Given: A pendulum that starts in a downward position
Objective: Swing the pendulum to upright position and stabilize it
Constraints: Torque limited to [-2.0, 2.0]
Algorithm Design Task#
Design a control strategy that selects appropriate torque based on pendulum state.
Inputs: cos(theta), sin(theta), angular velocity, last action
Outputs: Torque to apply (float in [-2.0, 2.0])
Evaluation#
Environment: Gym Pendulum-v1
Fitness: Average reward over 5 episodes
Template#
template_program = '''
import numpy as np
def choose_action(x: float, y: float, av: float, last_action: float) -> float:
"""
Args:
x: cos(theta), between [-1, 1]
y: sin(theta), between [-1, 1]
av: angular velocity of the pendulum, between [-8.0, 8.0]

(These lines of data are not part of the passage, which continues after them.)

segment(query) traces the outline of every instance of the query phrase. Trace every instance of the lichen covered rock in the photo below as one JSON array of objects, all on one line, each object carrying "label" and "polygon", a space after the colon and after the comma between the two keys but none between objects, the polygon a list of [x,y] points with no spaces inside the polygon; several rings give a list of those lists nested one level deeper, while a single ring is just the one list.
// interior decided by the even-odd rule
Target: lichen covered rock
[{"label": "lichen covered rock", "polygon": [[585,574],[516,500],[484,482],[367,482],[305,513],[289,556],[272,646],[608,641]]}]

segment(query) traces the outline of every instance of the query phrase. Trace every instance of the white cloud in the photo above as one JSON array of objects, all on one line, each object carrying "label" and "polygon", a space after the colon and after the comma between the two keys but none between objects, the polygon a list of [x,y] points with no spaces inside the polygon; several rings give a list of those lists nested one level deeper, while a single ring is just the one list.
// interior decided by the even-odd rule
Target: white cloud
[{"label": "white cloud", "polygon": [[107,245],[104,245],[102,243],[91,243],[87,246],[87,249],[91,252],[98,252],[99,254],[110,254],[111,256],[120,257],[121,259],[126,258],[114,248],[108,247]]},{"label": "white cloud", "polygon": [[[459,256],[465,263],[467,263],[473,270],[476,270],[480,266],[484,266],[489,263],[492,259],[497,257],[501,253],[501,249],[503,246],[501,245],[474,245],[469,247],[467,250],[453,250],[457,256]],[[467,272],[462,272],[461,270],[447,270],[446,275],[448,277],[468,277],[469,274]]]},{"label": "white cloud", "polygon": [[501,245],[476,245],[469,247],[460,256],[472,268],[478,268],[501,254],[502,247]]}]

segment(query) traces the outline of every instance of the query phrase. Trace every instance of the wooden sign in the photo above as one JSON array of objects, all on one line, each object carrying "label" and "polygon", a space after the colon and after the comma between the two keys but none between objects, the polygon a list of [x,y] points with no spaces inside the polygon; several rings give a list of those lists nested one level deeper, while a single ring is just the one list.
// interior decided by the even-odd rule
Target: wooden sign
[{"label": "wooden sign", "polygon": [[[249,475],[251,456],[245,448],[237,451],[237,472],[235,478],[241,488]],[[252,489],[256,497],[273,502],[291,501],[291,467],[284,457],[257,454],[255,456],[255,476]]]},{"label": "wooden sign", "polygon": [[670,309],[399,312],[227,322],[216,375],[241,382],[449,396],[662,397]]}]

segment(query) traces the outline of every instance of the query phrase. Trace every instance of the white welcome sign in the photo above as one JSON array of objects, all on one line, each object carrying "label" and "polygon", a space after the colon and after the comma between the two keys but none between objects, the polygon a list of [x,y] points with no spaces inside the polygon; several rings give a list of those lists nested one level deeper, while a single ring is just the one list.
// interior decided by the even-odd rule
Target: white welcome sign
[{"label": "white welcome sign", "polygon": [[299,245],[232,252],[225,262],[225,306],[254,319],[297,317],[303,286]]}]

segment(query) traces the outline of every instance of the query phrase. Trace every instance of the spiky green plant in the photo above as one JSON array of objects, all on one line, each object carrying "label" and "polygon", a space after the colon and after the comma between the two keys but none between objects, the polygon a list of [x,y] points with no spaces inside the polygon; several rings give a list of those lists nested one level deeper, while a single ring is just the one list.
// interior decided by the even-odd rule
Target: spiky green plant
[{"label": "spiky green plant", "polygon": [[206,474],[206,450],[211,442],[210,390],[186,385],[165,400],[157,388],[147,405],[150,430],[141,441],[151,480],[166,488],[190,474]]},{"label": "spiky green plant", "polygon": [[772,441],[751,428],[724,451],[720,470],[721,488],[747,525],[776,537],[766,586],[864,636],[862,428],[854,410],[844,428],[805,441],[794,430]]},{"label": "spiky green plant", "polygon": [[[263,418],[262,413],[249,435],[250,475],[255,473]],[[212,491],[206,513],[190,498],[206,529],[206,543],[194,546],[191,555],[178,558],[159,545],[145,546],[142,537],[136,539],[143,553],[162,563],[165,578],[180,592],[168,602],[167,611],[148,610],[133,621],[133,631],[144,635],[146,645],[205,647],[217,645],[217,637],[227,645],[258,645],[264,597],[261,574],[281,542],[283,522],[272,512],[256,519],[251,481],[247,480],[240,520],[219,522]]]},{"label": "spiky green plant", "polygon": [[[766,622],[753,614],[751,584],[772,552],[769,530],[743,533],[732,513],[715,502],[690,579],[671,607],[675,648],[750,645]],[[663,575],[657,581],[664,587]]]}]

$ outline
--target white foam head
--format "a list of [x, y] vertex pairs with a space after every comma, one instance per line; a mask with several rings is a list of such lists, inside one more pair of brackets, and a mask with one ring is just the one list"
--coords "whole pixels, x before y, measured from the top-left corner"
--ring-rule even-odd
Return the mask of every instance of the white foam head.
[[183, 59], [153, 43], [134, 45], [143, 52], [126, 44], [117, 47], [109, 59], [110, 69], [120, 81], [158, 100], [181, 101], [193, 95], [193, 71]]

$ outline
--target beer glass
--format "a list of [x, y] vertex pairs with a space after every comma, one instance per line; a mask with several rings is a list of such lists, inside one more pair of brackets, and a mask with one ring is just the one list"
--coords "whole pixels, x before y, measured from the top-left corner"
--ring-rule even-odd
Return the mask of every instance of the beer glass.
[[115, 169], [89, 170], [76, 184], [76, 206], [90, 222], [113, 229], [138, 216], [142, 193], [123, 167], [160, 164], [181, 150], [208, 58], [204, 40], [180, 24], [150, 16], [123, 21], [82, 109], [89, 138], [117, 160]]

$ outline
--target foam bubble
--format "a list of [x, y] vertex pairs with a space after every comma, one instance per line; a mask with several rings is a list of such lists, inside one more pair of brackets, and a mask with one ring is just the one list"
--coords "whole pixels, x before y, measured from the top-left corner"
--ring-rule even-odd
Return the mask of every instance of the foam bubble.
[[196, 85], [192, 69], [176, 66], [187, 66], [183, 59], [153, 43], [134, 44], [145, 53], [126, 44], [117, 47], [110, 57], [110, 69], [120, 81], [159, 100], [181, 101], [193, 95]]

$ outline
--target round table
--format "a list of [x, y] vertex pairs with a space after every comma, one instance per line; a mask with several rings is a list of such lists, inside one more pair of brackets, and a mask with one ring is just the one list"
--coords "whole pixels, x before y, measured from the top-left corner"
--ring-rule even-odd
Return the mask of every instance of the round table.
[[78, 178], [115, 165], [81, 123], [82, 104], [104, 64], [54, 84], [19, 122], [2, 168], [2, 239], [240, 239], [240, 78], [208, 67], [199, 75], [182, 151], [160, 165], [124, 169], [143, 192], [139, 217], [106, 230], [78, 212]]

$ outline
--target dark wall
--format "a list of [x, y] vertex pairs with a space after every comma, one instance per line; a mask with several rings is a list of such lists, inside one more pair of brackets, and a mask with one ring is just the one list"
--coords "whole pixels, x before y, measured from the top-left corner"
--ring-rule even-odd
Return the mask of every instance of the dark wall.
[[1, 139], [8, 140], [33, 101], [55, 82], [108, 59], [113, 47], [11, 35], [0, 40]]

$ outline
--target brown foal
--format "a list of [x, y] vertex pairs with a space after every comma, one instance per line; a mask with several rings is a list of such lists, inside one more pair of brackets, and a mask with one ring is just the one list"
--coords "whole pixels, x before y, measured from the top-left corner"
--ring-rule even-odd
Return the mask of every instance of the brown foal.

last_action: the last torque applied, between [-2.0, 2.0]
Return:
A float representing the torque to be applied.
The value should be in the range of [-2.0, 2.0].
"""
action = np.random.uniform(-2.0, 2.0)
return action
'''
task_description = ("Implement a novel control strategy for the inverted pendulum swing-up problem. "
"The goal is to apply an appropriate torque at each step to swing the pendulum "
"into an upright position and stabilize it.")
Configuration Parameters#
| Parameter | Description | Default |
|---|---|---|
max_steps |
Maximum steps per episode | 500 |
timeout_seconds |
Maximum evaluation time | 20 |
Example Usage#
from llm4ad.task.machine_learning.pendulum import PendulumEvaluation
evaluator = PendulumEvaluation()
def choose_action(x, y, av, last_action):
# Simple swing-up strategy
if y < 0: # Below horizontal
return -2.0 if x > 0 else 2.0
else:
return -0.5 * av - 2.0 * x
result = evaluator.evaluate_program('', choose_action)